[Date Prev][Date Next][Thread Prev][Thread Next][Date Index][Thread Index]

[HTCondor-users] shared fs high latency slow down the schedd



Hi

we have a HTCondor cluster for local jobs submission which exploits a shared filesystem.


***
[root@ettore ~]# condor_schedd -version
$CondorVersion: 8.4.6 Apr 20 2016 BuildID: 364106 $
$CondorPlatform: x86_64_RedHat6 $
[root@ettore ~]#

[root@ettore ~]# condor_config_val -dump FILESYSTEM_DOMAIN

FILESYSTEM_DOMAIN = GPFS

[italiano@ui02 ~]$ condor_config_val -dump FILESYSTEM_DOMAIN
FILESYSTEM_DOMAIN = GPFS
***
Everytime the filesystem experiences high latency while accessing files for example during a restripe operation on the file system, the schedd serving the local job submission hangs. In this status a condor_reconfig takes several minute di be applied.

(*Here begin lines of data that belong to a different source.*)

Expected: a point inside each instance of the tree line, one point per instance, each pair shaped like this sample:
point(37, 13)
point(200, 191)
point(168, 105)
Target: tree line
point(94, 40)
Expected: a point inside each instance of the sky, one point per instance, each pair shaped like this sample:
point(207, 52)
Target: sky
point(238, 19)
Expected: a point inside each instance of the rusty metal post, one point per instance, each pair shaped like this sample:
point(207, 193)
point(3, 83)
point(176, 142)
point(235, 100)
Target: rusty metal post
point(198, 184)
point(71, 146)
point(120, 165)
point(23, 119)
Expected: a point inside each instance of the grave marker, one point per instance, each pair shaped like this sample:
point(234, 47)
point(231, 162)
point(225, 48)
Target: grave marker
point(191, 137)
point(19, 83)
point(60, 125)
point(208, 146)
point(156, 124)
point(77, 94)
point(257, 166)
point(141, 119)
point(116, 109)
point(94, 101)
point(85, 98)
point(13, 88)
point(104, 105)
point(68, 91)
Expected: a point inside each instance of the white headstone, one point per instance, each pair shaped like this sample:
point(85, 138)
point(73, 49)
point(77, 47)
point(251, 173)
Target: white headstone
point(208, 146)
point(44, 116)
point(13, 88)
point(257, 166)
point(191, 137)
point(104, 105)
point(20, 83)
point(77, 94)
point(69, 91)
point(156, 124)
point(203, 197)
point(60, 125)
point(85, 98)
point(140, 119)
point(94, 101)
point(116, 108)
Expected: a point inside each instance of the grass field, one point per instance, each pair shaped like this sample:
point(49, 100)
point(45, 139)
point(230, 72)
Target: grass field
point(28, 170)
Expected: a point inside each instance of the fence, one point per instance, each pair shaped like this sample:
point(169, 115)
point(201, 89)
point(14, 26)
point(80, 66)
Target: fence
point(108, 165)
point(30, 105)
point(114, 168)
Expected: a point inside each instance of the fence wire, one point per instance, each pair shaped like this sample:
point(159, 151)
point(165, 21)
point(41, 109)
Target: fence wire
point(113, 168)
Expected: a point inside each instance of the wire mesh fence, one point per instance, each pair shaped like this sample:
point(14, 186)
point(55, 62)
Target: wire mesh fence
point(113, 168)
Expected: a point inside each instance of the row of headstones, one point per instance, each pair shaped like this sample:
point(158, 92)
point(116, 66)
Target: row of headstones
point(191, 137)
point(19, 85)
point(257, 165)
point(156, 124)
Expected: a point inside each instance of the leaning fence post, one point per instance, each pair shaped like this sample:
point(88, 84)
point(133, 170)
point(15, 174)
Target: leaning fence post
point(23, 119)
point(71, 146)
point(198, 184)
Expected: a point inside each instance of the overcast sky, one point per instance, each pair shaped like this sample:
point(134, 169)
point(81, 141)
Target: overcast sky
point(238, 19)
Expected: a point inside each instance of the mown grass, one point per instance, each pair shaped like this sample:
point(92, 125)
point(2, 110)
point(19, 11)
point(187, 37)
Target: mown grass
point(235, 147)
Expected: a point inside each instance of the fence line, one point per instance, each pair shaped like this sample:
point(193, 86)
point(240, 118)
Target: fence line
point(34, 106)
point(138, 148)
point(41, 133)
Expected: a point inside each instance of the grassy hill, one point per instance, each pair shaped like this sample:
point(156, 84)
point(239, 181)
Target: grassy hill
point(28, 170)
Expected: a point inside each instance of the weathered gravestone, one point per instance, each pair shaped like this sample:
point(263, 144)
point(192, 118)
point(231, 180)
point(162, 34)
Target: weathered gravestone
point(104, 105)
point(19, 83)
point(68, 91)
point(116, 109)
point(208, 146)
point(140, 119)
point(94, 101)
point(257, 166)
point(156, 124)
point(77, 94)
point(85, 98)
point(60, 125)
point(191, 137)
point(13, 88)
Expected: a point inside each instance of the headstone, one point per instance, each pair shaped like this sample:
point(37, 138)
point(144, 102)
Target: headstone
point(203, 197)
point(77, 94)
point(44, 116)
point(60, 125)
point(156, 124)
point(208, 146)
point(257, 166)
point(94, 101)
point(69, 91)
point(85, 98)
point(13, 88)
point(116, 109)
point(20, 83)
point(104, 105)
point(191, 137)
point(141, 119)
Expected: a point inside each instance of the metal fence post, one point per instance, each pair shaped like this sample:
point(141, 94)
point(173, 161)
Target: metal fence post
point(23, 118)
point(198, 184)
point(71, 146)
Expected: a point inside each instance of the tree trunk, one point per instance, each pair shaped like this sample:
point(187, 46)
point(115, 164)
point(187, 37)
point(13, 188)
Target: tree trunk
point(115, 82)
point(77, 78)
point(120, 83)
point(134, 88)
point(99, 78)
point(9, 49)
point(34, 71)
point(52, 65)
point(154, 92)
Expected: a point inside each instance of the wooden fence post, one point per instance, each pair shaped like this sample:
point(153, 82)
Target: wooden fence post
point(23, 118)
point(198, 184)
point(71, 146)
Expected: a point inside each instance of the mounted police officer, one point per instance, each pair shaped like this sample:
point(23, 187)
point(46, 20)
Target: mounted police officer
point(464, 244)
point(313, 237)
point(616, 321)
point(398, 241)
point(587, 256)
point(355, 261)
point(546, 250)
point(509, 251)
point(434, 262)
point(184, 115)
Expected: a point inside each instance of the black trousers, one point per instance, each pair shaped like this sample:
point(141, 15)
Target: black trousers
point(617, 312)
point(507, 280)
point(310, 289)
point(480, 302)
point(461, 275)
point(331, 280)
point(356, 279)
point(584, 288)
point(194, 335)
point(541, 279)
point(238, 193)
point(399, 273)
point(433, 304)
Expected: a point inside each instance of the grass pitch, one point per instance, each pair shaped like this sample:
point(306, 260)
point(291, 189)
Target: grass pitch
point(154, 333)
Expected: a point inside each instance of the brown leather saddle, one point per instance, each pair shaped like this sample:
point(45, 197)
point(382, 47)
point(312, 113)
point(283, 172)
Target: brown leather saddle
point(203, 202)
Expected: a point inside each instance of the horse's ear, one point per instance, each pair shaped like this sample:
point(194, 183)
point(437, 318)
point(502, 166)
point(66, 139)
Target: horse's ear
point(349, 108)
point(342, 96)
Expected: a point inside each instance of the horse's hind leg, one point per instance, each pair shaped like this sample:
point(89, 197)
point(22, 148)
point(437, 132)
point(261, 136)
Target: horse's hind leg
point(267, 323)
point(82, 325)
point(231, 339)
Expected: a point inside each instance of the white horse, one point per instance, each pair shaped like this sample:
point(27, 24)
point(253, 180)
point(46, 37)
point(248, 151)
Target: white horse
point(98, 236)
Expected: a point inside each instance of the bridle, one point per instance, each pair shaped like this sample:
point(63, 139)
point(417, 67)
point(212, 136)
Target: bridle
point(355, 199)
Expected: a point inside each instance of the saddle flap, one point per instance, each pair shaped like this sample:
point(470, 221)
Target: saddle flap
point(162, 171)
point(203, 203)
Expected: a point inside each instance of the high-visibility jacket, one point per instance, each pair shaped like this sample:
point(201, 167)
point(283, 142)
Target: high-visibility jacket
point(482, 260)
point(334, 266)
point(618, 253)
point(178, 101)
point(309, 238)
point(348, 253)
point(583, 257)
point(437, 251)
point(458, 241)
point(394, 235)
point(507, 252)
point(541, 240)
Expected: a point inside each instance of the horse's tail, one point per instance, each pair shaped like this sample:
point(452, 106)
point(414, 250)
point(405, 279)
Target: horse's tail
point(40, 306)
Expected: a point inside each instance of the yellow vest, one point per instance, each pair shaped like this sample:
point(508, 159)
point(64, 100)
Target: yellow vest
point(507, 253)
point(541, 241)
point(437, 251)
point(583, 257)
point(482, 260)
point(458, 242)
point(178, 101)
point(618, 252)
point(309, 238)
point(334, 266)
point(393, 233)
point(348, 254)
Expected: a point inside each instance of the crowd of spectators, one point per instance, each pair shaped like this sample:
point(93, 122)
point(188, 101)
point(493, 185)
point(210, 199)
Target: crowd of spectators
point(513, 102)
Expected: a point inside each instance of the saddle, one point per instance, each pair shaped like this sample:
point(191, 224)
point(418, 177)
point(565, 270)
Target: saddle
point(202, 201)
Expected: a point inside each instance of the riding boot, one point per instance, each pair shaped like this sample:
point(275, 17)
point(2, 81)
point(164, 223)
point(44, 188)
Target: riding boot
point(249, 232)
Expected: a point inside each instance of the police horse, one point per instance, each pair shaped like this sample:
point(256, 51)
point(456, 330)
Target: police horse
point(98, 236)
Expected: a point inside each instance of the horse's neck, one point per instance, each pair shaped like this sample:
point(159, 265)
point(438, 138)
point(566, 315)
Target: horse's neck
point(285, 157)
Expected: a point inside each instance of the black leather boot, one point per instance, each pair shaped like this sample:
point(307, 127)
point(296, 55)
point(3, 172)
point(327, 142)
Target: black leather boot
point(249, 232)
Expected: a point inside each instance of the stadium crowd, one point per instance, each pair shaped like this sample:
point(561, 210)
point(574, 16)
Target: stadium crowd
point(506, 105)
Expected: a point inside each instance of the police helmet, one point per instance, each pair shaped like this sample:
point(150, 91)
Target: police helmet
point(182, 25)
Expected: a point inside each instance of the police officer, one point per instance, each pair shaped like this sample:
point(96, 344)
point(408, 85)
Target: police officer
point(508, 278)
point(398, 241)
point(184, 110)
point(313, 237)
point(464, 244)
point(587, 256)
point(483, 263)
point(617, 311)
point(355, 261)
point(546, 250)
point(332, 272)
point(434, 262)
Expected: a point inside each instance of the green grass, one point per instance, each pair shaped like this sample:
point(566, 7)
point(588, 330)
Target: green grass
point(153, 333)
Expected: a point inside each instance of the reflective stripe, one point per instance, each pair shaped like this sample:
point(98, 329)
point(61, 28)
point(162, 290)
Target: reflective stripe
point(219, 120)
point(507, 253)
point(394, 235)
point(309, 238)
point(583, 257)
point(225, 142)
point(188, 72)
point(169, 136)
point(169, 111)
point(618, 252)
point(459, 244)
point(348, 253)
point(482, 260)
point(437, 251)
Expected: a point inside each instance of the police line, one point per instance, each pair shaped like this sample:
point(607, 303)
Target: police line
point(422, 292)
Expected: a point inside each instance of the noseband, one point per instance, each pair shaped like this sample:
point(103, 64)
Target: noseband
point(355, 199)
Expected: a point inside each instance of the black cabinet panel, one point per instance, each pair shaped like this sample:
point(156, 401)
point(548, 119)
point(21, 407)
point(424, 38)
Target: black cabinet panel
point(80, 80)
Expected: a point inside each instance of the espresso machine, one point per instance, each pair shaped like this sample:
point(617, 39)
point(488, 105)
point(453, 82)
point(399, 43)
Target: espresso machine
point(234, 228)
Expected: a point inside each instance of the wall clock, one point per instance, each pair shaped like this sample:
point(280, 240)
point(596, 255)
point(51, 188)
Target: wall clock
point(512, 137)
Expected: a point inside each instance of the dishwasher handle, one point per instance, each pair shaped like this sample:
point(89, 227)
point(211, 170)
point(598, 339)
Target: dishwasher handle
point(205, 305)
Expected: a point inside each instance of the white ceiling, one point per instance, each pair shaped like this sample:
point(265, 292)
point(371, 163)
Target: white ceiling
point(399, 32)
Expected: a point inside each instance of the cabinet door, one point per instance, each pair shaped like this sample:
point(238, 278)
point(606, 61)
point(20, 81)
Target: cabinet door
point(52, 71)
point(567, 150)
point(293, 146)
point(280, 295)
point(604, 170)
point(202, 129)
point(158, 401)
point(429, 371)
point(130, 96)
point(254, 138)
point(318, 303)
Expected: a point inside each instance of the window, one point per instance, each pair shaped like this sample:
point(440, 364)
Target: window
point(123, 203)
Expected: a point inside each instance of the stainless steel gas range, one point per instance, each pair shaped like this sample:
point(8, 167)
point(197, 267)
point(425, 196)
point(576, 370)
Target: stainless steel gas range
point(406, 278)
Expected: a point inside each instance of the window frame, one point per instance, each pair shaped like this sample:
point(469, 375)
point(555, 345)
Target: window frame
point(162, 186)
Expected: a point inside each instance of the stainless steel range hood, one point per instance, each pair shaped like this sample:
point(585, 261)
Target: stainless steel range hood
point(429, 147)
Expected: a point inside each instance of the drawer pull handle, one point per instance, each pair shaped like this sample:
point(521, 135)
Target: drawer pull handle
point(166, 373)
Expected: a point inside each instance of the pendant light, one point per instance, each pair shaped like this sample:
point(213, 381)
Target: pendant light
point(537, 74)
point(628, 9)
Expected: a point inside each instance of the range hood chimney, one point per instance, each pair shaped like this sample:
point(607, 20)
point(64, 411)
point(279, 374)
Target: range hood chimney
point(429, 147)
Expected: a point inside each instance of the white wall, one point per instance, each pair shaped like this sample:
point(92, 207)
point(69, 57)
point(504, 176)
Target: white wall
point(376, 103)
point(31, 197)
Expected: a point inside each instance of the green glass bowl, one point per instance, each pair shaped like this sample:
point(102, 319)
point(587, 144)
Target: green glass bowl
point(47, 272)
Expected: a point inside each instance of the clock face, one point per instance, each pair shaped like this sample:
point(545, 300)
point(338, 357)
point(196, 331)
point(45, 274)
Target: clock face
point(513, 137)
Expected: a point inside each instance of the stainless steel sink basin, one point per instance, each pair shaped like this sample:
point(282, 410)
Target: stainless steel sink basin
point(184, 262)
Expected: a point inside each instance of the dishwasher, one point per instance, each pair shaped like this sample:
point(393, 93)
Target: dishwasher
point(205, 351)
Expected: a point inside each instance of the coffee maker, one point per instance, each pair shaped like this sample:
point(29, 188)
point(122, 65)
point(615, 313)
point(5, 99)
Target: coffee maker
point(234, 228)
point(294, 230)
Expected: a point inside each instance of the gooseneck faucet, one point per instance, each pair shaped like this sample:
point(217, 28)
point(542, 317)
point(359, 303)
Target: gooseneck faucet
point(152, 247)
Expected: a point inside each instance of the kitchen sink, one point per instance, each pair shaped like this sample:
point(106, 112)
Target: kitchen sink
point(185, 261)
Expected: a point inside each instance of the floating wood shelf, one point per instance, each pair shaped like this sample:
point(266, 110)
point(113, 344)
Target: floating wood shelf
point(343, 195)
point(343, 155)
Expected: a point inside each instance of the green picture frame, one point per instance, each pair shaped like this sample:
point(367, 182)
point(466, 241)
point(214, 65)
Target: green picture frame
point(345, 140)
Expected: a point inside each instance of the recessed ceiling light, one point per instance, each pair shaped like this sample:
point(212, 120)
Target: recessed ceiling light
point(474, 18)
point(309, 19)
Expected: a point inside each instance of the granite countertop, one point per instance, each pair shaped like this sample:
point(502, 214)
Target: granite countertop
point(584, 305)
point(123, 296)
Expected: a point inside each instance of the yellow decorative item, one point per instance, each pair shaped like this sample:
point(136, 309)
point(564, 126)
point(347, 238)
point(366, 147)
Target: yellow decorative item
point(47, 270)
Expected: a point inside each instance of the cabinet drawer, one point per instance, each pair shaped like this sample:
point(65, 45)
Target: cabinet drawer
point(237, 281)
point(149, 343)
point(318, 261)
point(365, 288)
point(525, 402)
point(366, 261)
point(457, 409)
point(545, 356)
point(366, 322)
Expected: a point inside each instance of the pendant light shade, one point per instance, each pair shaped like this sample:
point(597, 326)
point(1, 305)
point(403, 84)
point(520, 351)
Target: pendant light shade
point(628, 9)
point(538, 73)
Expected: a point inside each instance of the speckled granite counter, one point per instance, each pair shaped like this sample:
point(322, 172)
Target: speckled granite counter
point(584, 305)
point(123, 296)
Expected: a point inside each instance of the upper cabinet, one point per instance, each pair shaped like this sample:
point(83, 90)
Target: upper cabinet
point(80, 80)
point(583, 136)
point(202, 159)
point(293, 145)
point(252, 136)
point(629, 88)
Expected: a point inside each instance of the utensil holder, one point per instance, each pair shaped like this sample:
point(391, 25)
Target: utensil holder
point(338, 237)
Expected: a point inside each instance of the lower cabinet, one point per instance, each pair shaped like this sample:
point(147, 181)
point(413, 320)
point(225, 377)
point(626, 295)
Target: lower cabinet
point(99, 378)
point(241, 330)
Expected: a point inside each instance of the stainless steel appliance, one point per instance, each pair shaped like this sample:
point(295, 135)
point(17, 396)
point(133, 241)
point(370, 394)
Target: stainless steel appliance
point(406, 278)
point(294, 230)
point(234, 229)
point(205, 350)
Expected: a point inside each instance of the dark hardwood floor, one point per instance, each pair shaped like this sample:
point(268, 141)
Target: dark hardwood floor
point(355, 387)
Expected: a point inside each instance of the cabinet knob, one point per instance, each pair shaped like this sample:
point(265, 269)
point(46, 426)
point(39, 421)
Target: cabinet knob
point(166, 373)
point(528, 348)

So, it seems that the slow filesystem performance negatively affects the schedd response time and sometime it also becomes unresponsive 

***
[root@ettore ~]# condor_q

-- Failed to fetch ads from: <90.147.169.224:38705> : ettore.recas.ba.infn.it
SECMAN:2007:Failed to end classad message.
[root@ettore ~]#
***

Is there a way to preserve schedd functionalities  during such situations ?

In the same cluster there are also other schedds serving grid jobs which are NOT affected by this behaviour.

thanks in advance for any hint you would like to share

Ale



Attachment: smime.p7s
Description: S/MIME cryptographic signature